The result of this is that if we share content to websites we have to see whether they have an AI learning clause. Usually these clauses are opt out rather than opt in. If you are not attentive your content will be hoovered up, and eventually regurgitated by AI.

The problem isn’t that AI models are being fed. The problem is that AI models are being fed without our consent, and without us benefiting from what we have personally contributed.

I’m writing about it today because of [this article](https://arstechnica.com/information-technology/2024/05/stack-overflow-users-sabotage-their-posts-after-openai-deal/). It makes sense for us to remove our content from such sites. Not only was Eyeem bought by a company that wants to use photos to teach an AI model but it wants to charge users for using the site that will expoit their intellectual property. The same is true of WordPress. You will pay for these features and we will ingest your content into our model and then we will monetise it.

They’re being paid twice. First by the people they’re abusing, and a second time by the people who want to use AI generated content. We can opt out, but we’re at a stage where we would have to opt out of being online. Every site is training AI models on us.
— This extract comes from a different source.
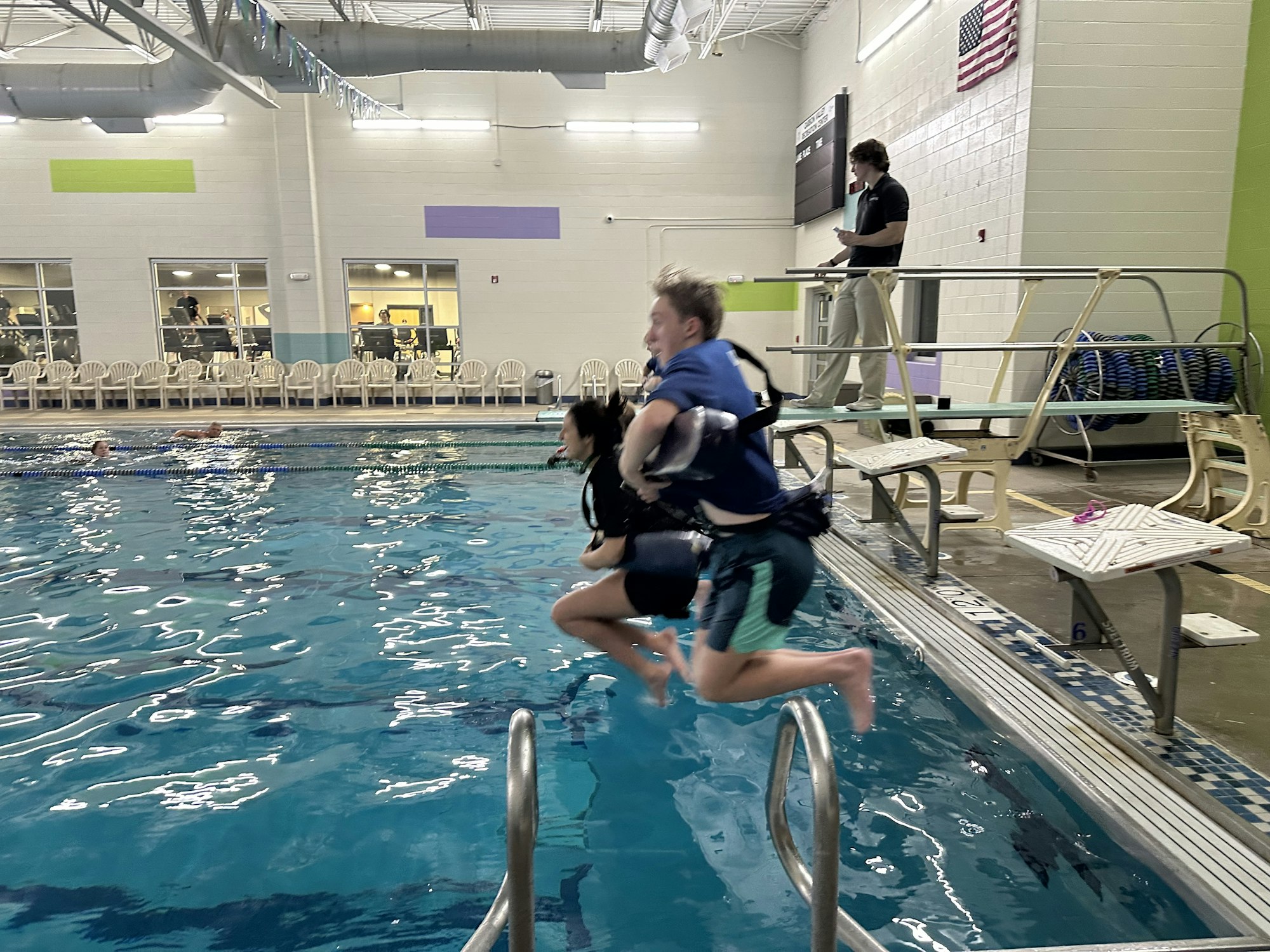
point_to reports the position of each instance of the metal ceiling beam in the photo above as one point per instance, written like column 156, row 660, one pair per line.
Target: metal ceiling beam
column 97, row 25
column 182, row 45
## The Case For Self-Hosting

I would have written this post earlier but I had broken Linux yet again and had to migrate from the install I damaged to a tidy one. In the process I was able to migrate Immich from one card to the next using grsync.

I am improving. In the past if something broke I would have just started from scratch. This time I copied some files from one card to the other, and I migrated other data using grsync.

The most reliable of feeding “our own” AI models is to self-host on Immich, Nextcloud and Photoprism just to use three examples.

We could even two lighter instances of LLMs but that’s more geeky and more involved. With Immich, Nextcloud and Photoprism we can keep doing things the habitual way.

## And Finally.

If Facebook, Twitter, Reddit and others gave back to their community members, rather than to shareholders there would be less of a backlash. As I have said since 2006 or 2007, online communities have value because of their users, and users should get something back from those that want to monetise the communities.

At the time I said “think of ROI for the users, not just PR firms and investors”. Two decades later the same problem is still around.